DE CINE. LOS CROODS
Son cavernícolas, brutos, primitivos, muy primitivos y te ofrecen 97 minutos frenéticos (me recuerda el inicio de Indiana Jones). Son de Dreamworks y son estupendos.
Un padre protector (Grub), que el pobre lo único que ha conseguido es mantener viva y unida a la familia, eso sí, a base de prohibirles salir de la cueva. Una niña (Eep) empeñada en seguir al sol y ver qué hay fuera …..vivir no es no morir, es algo más. Una madre que casi no se pronuncia, una suegra que ejerce de suegra desde la prehistoria, un hermano tarugo y una bebita monstruosa. A esto se le añade toda una amplia gama de bichos raros que te matan a nada que te descuides y mucho terremoto, explosiones y todo aquello que convirtió este planeta en lo que conocemos hoy.

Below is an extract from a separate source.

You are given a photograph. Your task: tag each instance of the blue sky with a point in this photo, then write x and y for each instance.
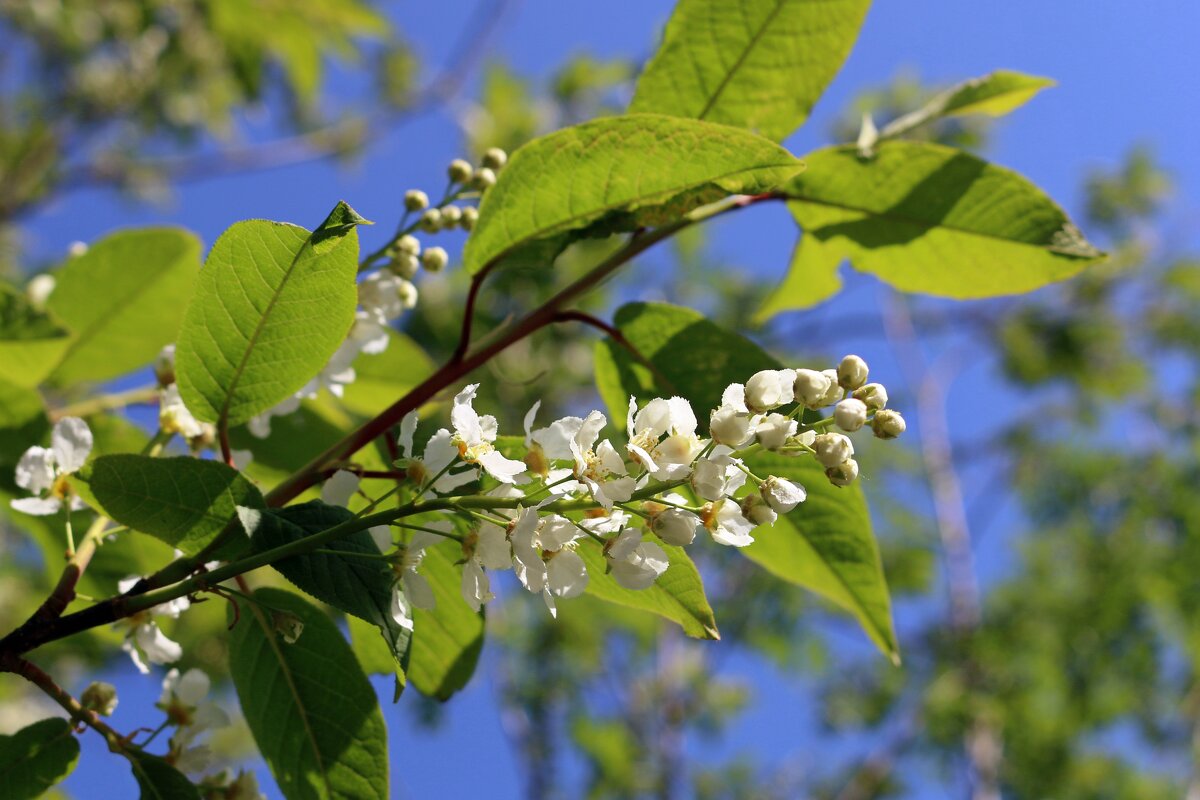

Y en esto que llega un chico muy avanzado para la época, que conoce el fuego y ayuda a Los Croods a salir adelante. Por supuesto que enciende la llama en el corazón de Eep y provoca celos en el padre zoquete. La peli tiene su dosis de inteligencia emocional y reparte te quieros y crecimiento personal en cada frase del guión.
A mí me ha encantado y he aplaudido al final, eso se llama cine de entretenimiento (quizás no llegue a ICE AGE 1) y no al cine gay pasajero zafio. Auguro secuela.
Esta vez el post cine terminó en café de indias. Mención especial para Lola, un bichillo de 5 años que es una delicia. Y con esto termina mi semana de padre ejemplar. Ahora, a crapulear, que es hora, y pecar en semana santa, pone.